Wither Are We Bound?


Remember those old printer’s trays that young girls, mostly, now a little older, used to put on their bedroom walls filled with the most hideous useless junk. I think the trays then moved to more sumptuous parts of the home and became centre pieces for more ornate and tasteful knick-knacks as the girls grew up. If you have printers trays in the house you now know what to buy for Christmas this year and if you are the recipient of some irksome little trinkets this Christmas, you know where you can put them now.

Well, as a pre-Christmas chore  I found myself chipping and scouring away the layers of paint, especially from the corners, from my daughter’s printers trays that she inherited from my wife, that she had as a teenager back in the, never-mind. Clearly instead of their beautiful virgin wood, paint was applied with whimsy and little skill to the trays as often as a new fashionable colour got their attention. Alas the burden of restoration is a heavy one. If you find yourself being asked if you think the current colour of the printer’s trays is suitable, whatever you do gush madly at its beauty in order to avoid hard labour.

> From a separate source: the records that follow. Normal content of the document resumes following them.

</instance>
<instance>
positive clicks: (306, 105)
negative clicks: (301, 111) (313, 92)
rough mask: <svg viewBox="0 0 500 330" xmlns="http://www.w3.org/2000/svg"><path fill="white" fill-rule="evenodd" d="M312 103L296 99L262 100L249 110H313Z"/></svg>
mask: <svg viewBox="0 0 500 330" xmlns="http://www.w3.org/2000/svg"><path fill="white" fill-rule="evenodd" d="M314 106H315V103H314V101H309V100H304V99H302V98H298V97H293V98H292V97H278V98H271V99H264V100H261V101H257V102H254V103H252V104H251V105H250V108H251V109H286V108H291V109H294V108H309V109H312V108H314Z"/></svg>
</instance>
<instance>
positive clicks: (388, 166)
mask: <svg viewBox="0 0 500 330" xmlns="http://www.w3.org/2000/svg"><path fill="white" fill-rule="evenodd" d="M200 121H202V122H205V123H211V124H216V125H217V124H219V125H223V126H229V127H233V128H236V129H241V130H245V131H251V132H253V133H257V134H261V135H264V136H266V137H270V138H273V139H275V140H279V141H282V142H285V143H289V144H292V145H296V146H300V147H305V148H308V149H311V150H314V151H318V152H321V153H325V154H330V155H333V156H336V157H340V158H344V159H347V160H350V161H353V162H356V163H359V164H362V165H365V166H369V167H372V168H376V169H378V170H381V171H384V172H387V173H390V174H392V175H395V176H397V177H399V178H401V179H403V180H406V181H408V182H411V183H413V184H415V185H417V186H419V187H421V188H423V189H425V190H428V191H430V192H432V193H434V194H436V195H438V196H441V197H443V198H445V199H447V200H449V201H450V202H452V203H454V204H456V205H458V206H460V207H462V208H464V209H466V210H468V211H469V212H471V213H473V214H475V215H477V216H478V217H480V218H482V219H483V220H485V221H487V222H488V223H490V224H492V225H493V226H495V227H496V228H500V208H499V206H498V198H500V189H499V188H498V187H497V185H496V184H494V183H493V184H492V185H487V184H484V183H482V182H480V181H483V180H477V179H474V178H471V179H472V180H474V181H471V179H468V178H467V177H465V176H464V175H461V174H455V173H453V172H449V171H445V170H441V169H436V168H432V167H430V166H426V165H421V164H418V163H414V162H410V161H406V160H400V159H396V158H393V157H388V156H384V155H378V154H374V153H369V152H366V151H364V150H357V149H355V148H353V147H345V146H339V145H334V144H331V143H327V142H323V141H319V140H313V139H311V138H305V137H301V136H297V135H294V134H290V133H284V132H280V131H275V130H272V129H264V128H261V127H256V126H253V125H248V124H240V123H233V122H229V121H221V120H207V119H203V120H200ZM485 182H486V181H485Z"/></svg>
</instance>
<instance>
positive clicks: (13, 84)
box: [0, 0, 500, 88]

This got me thinking about when I was a library prefect at King Edward VII School. I had an unorthodox and engaging library master called Mr Sandom. He encouraged us to read all manner of works from the classics to the then, recently in vogue, fantasy literature.

Just before the Christmas holidays Mr Sandom took us library geeks, as we would be called today I suspect, to the then arty-farty suburb of Melville where we visited a house with a ye-olde genuine printing press, cabinets with draws similar to the printer’s trays that people used to put up on their walls in the 80’s. They were full of letters, numbers, punctuation, and many other characters, as well as space blocks.

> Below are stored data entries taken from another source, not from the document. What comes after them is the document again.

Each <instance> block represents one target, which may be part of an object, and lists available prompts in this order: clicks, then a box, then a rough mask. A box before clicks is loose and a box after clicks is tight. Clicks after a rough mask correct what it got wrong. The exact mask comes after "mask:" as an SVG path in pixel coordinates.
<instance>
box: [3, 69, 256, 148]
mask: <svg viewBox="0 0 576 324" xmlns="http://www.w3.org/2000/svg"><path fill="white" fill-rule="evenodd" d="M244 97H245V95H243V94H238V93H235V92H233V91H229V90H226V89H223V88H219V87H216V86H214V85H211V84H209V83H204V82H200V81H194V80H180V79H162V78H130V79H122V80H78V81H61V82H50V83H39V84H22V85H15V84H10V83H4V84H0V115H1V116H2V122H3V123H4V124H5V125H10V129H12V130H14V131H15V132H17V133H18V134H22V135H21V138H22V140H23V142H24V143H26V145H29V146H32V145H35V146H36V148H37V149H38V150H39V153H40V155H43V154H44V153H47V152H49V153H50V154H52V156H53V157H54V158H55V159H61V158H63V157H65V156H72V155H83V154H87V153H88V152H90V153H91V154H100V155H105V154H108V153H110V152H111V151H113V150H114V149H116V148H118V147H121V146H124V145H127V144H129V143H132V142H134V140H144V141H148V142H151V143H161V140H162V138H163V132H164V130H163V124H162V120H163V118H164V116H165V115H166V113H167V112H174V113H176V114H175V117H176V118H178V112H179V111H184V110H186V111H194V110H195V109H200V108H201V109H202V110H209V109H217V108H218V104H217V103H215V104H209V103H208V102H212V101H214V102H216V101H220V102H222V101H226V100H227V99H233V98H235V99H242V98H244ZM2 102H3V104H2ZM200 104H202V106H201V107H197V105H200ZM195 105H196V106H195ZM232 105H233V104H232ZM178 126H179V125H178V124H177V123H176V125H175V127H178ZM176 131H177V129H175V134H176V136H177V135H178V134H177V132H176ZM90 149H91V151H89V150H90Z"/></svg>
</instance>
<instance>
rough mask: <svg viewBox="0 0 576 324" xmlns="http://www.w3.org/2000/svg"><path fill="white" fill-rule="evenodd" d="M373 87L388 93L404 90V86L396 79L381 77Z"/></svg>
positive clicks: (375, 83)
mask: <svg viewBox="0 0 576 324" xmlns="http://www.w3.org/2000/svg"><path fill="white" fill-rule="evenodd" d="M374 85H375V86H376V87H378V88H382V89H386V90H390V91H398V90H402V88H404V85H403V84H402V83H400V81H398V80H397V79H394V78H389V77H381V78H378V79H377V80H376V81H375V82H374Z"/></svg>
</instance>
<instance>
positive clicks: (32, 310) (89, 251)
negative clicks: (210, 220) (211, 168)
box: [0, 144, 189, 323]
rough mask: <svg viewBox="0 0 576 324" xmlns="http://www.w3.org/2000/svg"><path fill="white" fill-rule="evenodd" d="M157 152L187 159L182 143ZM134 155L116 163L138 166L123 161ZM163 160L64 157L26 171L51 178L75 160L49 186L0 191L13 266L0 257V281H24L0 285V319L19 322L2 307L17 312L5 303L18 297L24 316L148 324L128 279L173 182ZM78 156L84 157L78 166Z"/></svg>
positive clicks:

We all got into the spirit of the occasion and learned from the Mr Sandom how to create a page that we would print and place into our hardcover books that we had manufactured out of old maps as Christmas gifts the previous week. I distinctly remember that I had Iceland on the back and Nyasaland on the front. We didn’t just learn the rudimentaries of what it took to create a page of text the manual way we came away with a sense of achievement that a print out from our state-of-the art dot-matrix couldn’t do for us.

Which causes one to reflect, wither are we bound? Elsewhere in this magazine you will have read that inkjet technology exists that can produce droplets smaller than bacteria. Talk about sending the ‘flu a message. Then some Japanese guy had the bright idea while putting on his deodorant one morning: “if inkjet printing is just firing liquid at a surface why not spay stuff with perfume and other smells.” So maybe you’ll receive Christmas card smelling of roast turkey. And to think we got all excited in the 80’s about scratch-n-smell.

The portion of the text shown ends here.